The Power of Connection: Why Networking Is Essential for CFOs in Switzerland
- Soren Gade
- Jun 19
- 3 min read
What smart CFOs are doing—without making it look like networking and some of Soren's experience.
If you're working in Switzerland as a CFO—especially a fractional one—you already know: this market runs on reputation, not advertising. The most valuable conversations happen off-record. Clients don’t find their CFOs on job boards—they ask someone they trust. Which is why, if you're not intentionally cultivating your network, you’re leaving long-term opportunity on the table.
But let’s be clear: we’re not talking about generic “networking.” We’re talking about relationship-driven positioning, the kind that deepens trust, broadens influence, and makes your name come up in rooms you’re not in. I'll use some of the principles from Keith Ferrazzi's excellent book "Never Eat Alone".
Here’s what that looks like—for CFOs who already know the lay of the land.
1. Move Beyond Peers—Curate Your Circle Strategically
Yes, CFO forums are useful. But real leverage comes from cross-pollination: founders, legal counsel, tax experts, wealth managers. The goal isn’t visibility—it’s relevance. From my experience, it's the eco-system that counts, not only each individual connection.
→ Ferrazzi Principle: "Be the connector."Put two people together who need each other, and you become indispensable to both. That’s how reputations grow quietly but powerfully here.
2. Keep Investing in Low-Ego, High-Trust Relationships
Switzerland doesn’t always reward self-promotion—it rewards consistency and discretion. But staying too discreet can make you invisible. The key is subtle presence: regular lunches, thoughtful intros, relevant content shared directly, not sprayed across LinkedIn. So let's help each others here.
→ Ferrazzi Principle: "Don’t keep score."The people who give without expecting always end up with more opportunity. In Switzerland, where referrals often happen behind closed doors, that goodwill pays off tenfold.
When I do something for a new connection, they often counter with, "I'll do x or what can I do for you?", and while this is nice, it is not neccesarily the right response, because creating value happens in the network and not only on 1-to-1 interactions.

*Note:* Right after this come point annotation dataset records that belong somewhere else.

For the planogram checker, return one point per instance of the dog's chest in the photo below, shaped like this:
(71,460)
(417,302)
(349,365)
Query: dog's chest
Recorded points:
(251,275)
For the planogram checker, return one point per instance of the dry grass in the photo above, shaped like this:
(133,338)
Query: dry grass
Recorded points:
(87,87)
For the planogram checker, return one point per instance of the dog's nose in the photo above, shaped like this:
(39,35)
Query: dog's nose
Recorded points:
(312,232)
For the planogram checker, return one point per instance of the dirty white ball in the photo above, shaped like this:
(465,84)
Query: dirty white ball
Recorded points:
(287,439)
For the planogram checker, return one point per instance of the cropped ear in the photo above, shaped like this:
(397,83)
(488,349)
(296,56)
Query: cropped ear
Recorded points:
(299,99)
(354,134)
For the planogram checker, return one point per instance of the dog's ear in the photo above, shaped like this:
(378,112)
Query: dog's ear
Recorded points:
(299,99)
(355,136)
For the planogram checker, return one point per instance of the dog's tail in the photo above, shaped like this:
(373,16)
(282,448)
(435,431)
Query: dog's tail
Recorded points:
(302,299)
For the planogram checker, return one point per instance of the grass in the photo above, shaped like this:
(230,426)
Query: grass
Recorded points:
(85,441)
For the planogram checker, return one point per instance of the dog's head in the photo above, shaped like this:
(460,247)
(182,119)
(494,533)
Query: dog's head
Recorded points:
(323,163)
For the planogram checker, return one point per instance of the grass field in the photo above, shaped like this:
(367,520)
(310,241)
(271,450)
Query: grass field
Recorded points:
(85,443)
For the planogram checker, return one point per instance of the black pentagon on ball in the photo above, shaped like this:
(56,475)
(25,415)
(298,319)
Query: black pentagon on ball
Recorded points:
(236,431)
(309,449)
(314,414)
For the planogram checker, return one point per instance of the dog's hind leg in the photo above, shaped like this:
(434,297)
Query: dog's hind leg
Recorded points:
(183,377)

3. Treat Networking as Risk Management
Client cycles change. Boards shuffle. Strategies shift. Having a strong network isn’t just about growth—it’s insurance.

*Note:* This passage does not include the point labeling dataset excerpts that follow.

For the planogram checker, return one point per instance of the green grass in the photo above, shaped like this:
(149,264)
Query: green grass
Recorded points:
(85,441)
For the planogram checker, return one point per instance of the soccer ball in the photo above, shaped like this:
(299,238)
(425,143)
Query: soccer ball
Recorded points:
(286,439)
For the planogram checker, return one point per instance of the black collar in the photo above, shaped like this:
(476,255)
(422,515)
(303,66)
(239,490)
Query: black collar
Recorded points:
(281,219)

If your name is known across legal, banking, and executive circles, you’ll always have optionality—new mandates, partnerships, or roles before they’re public.
→ Swiss Reality: The best mandates aren’t published—they’re whispered.
For a long time in my career, I treated networking as something I did internally in my company, with peers outside and with collaboration partners like auditors, banks, certain advisors etc., but I realised that this was narrow minded, because most of these were in far away places like in the USA and Asia.
4. Build Reputation Through Invitation-Only Value
Want to deepen trust fast? Create something exclusive. A breakfast roundtable for CFOs and fund managers. A curated dinner for tax and legal advisors. Not branded. Not salesy. Just smart people talking shop.
→ Ferrazzi Principle: "Never eat alone." But make it count: two coffees a week > one noisy networking event a month. Here is where I struggle. I am a volume guy, meaning quantity and activity builds momentum and I feel I am doing something. I need your recommendations for focus here.
Final Word: Play the Long Game, Quietly
The Swiss ecosystem rewards consistency and discretion. The strongest networks are invisible from the outside—but very active within. You don’t need hundreds of contacts. You need the right 20 people who know exactly how you think, work, and add value.
For fractional CFOs, your network isn’t just your backup plan—it’s your pipeline, your brand, and your best source of long-term resilience.
And this is why I would like to stay in touch with you. To create a community, to build our networks and to make an impact in the business world.